What's the problem
If you run:
sign(pi)
1.0
Now that's a weird error, if we inspect the definition:
using InteractiveUtils
@which sign(pi)
sign(x::AbstractIrrational)
@ Base irrationals.jl:160
which says:
sign(x::Real) = ifelse(x < zero(x), oftype(one(x),-1), ifelse(x > zero(x), one(x), typeof(one(x))(x)))
The problems happens at oftype(one(x),-1)
, usually this gives you the "-1" of the type of first argument:
@show oftype(1, -1)
@show oftype(1.0, -1)
@show oftype(1f0, -1)
oftype(1, -1) = -1
oftype(1.0, -1) = -1.0
oftype(1.0f0, -1) = -1.0f0
Unity to blame
The issue for this specific implementation is that one(pi) == true
. This is because we don't want to accidentally 'promote' user's expression type if they ever have something like float * one(pi)
.
This is the same reason why we have AbstractIrrational
in the first place:
@show typeof(1.0*pi)
@show typeof(Float32(1)*pi)
@show typeof(Float16(1)*pi)
typeof(1.0pi) = Float64
typeof(Float32(1) * pi) = Float32
typeof(Float16(1) * pi) = Float16
For example if user is running something on the GPU, you don't want to silently make everything Float64
if user used pi
in their code.
Solution?
One can argue that sign(::Real)
is actually too general, especially because there's no way to represent "negative irrational" in the first place.

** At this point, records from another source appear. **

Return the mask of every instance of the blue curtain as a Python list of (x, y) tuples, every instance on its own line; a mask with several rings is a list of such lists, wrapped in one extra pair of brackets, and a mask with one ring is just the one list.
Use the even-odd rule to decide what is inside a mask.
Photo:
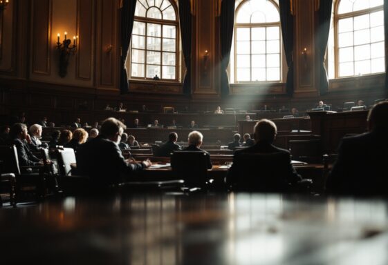
[(120, 92), (128, 93), (129, 84), (125, 68), (125, 59), (128, 55), (132, 28), (133, 28), (133, 18), (136, 0), (123, 0), (121, 8), (121, 61), (120, 75)]
[[(321, 2), (323, 1), (321, 0)], [(292, 96), (294, 93), (294, 62), (293, 53), (294, 50), (294, 17), (291, 14), (291, 5), (290, 0), (280, 0), (279, 2), (280, 12), (280, 23), (281, 25), (281, 35), (283, 45), (286, 52), (286, 60), (288, 66), (287, 72), (287, 81), (286, 83), (286, 92)]]
[(320, 1), (318, 27), (316, 33), (318, 59), (320, 60), (320, 95), (325, 95), (329, 91), (329, 78), (324, 66), (324, 55), (327, 48), (327, 40), (329, 39), (332, 6), (333, 0)]
[(182, 50), (186, 64), (186, 72), (183, 79), (183, 93), (192, 93), (192, 14), (190, 1), (179, 0), (179, 23), (182, 36)]
[(220, 17), (221, 42), (221, 93), (228, 96), (230, 92), (227, 68), (230, 59), (233, 27), (234, 26), (234, 0), (223, 0)]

This is obvious if we dump
what's inside an irrational number:
@show Union{Rational, AbstractIrrational} <: Real
dump(-3//5)
Union{Rational, AbstractIrrational} <: Real = true
Rational{Int64}
num: Int64 -3
den: Int64 5
where the "sign" is encoded in the numerator, compare to:
dump(pi)
Irrational{:π} π
where the information is simply encoded in the symbol of that constant.
Looking at the code base and actually try to think about what are the important mathematical constants, it appears to me that there's no "naturally negative" irrational math constants anyway.
Base.@irrational π 3.14159265358979323846 pi
Base.@irrational ℯ 2.71828182845904523536 exp(big(1))
Base.@irrational γ 0.57721566490153286061 euler
Base.@irrational φ 1.61803398874989484820 (1+sqrt(big(5)))/2
Base.@irrational catalan 0.91596559417721901505 catalan
So a hacky fix would be:
sign(::AbstractIrrational) = true
(also exploiting the fact that currently there's no such method defined (which is why sign(pi)
went to the ::Real
method.)
But since other packages can freely extend AbstractIrrational
, this can introduce fatal bugs.... as pointed out by people.